Le quatrième chapitre « souligne le rôle de la famille dans la formation de l’affectivité », évoquant « les défis et problèmes de la révolution biotechnologique et de la possibilité de rendre indépendants la génération de la relation sexuelle entre homme et femme ».
« On perçoit la tendance à considérer la vie humaine et l’engendrement comme réalités sujettes aux désirs des individus ou des couples », ce qui a « de profondes répercutions dans les relations et les législations », a souligné le cardinal.
Dans l’Église, « la réponse pastorale doit prêter beaucoup d’attention à la formation des jeunes au mariage et à l’accompagnement des couples après le mariage ». Ce qui amène aussi la question du soin pastoral de ceux qui sont mariés civilement ou qui cohabitent, évoquée dans la troisième partie du document.
Cette troisième partie aborde aussi « la simplification des procédures dans les cas de nullité matrimoniale », pour laquelle une majorité d’évêques sont en faveur de l’abandon « de la double sentence conforme, en gardant la possibilité d’appel de la part du défenseur du lien ou de l’une des parties », a précisé le cardinal.
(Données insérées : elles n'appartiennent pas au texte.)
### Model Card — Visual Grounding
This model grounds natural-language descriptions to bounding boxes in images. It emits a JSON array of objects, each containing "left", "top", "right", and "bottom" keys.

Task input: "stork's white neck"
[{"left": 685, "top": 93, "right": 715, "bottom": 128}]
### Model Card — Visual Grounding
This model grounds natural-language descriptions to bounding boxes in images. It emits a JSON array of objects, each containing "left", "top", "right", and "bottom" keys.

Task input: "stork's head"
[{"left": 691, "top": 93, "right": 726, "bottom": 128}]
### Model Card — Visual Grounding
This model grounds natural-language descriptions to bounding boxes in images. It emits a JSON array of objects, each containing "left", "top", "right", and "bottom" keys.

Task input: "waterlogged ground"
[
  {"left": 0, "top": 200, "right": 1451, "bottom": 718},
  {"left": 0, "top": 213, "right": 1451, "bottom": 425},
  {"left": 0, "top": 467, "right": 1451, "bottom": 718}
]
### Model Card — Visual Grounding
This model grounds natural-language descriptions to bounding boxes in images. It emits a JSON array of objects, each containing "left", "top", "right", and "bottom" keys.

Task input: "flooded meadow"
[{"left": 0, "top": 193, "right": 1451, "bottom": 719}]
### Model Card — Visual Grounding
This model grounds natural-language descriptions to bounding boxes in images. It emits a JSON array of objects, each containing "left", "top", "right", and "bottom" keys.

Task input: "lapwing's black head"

Si le risque peut être « la superficialité du tribunal de premier niveau », il peut être réduit « grâce à une surveillance du travail des tribunaux », une insistance sur « le sérieux du rôle du défenseur du lien », ainsi que « l’obligation du défenseur du lien de faire appel dans certains types de cas même s’il n’a pas personnellement d’objections spéciales ».
« Un accord s’est également dégagé sur la possibilité d’un procès canonique sommaire dans les cas de nullité patente du mariage », constate le cardinal. Enfin, « l’importance de la foi personnelle des époux pour la validité du consensus matrimonial » a été mise en évidence.